Zweiter Bereich: Frau Ahrens hat schon den Minderbestand bei der Betriebsprüfung dargestellt. Diese Zahl stimmt. Im Jahr 2007 werden 37 Mitarbeiter fehlen, das sind 50 Prozent der benötigten Anzahl. Was ich jetzt nicht verstehe, meine Kollegin Frau Wiedemeyer hat bei den Haushaltsberatungen den Antrag gestellt, natürlich für die SPD-Fraktion, für zehn zusätzliche Betriebsprüfer und Betriebsprüferinnen Stellen zu schaffen. Man kann nun diese Personen nicht schnitzen, aber wir hätten die Möglichkeit gehabt, ausgebildetes Personal aus Berlin und Mecklenburg-Vorpommern zu bekommen. Die Refinanzierung wäre dadurch sichergestellt worden, dass aufgrund dieses Einsatzes mehr Steuereinnahmen möglich gewesen wären.

Nun verstehe ich die Welt nicht mehr! Frau Ahrens hat das eigentlich unterstützt, aber die CDU hat diesen Antrag auf Schaffung der zehn Stellen abgelehnt, und dadurch konnte das nicht Bestandteil des Haushalts werden. Das ist mir ein Rätsel, aber vielleicht kann das die CDU noch einmal aufklären!

(Beifall bei der SPD)

Ich kann dieses Nein, was ja eben bei den Haushaltsberatungen vorgetragen worden ist, überhaupt nicht verstehen. Das ist doch eigentlich wie ein Dreisatz. Ich weiß nicht, können Sie keinen Dreisatz anwenden? Ich bin gern bereit, es Ihnen zu erklären!
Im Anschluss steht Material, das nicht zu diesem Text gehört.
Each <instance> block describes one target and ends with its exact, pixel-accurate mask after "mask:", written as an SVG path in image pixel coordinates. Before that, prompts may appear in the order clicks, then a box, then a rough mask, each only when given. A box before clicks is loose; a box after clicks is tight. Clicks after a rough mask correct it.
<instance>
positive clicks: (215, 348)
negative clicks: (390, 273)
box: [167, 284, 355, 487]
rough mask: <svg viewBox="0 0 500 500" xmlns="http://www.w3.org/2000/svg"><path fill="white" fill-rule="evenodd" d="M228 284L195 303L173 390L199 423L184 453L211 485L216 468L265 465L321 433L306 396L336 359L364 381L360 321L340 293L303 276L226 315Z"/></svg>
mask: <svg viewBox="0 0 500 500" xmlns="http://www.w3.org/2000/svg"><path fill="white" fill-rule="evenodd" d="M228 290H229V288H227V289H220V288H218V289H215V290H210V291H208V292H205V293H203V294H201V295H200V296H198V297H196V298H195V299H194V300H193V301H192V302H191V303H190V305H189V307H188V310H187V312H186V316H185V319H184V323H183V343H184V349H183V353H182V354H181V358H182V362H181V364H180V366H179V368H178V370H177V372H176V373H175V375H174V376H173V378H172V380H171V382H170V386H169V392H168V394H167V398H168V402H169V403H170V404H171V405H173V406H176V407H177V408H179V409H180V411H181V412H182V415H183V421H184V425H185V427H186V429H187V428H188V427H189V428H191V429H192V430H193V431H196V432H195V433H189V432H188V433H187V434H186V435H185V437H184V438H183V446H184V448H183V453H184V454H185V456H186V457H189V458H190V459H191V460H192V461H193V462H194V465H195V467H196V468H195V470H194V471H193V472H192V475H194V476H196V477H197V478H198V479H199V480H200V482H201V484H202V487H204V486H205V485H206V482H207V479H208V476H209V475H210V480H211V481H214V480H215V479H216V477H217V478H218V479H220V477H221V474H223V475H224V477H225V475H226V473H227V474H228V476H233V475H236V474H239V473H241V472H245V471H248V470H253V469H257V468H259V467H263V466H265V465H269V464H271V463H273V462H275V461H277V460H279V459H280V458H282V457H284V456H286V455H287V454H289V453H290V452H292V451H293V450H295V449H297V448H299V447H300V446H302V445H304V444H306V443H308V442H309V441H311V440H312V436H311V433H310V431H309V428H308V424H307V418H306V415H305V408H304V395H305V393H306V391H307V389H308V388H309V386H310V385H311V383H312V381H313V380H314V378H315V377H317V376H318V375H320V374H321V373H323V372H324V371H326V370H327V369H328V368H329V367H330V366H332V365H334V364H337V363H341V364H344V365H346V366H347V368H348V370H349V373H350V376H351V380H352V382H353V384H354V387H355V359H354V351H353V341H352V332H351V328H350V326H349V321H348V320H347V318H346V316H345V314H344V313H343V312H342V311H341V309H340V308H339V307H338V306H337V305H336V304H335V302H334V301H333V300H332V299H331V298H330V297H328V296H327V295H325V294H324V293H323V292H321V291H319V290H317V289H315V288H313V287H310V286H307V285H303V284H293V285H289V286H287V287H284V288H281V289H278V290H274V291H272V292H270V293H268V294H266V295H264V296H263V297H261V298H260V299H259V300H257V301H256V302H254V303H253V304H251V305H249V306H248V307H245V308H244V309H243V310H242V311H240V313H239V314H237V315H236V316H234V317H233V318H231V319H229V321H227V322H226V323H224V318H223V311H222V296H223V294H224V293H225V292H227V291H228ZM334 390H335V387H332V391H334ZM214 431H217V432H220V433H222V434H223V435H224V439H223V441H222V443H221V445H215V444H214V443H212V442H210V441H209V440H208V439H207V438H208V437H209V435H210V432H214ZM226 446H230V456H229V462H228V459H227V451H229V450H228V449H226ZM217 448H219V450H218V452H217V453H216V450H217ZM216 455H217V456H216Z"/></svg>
Normalerweise müssten das hier alle beherrschen, es ist ja Bestandteil des Unterrichts in den Schulen und sogar in den Grundschulen. Sollen die Staatsausgaben denn nur durch Lohnsteuer finanziert werden? Will die CDU durch unsere Republik ziehen, um Unternehmen nach Bremen mit dem Hinweis auf den maßvollen Gesetzesvollzug bei den Steuerfestsetzungen zu locken? Ich bezweifle, ob das im Sinne der hanseatisch denkenden und handelnden Unternehmen hier in Bremen ist!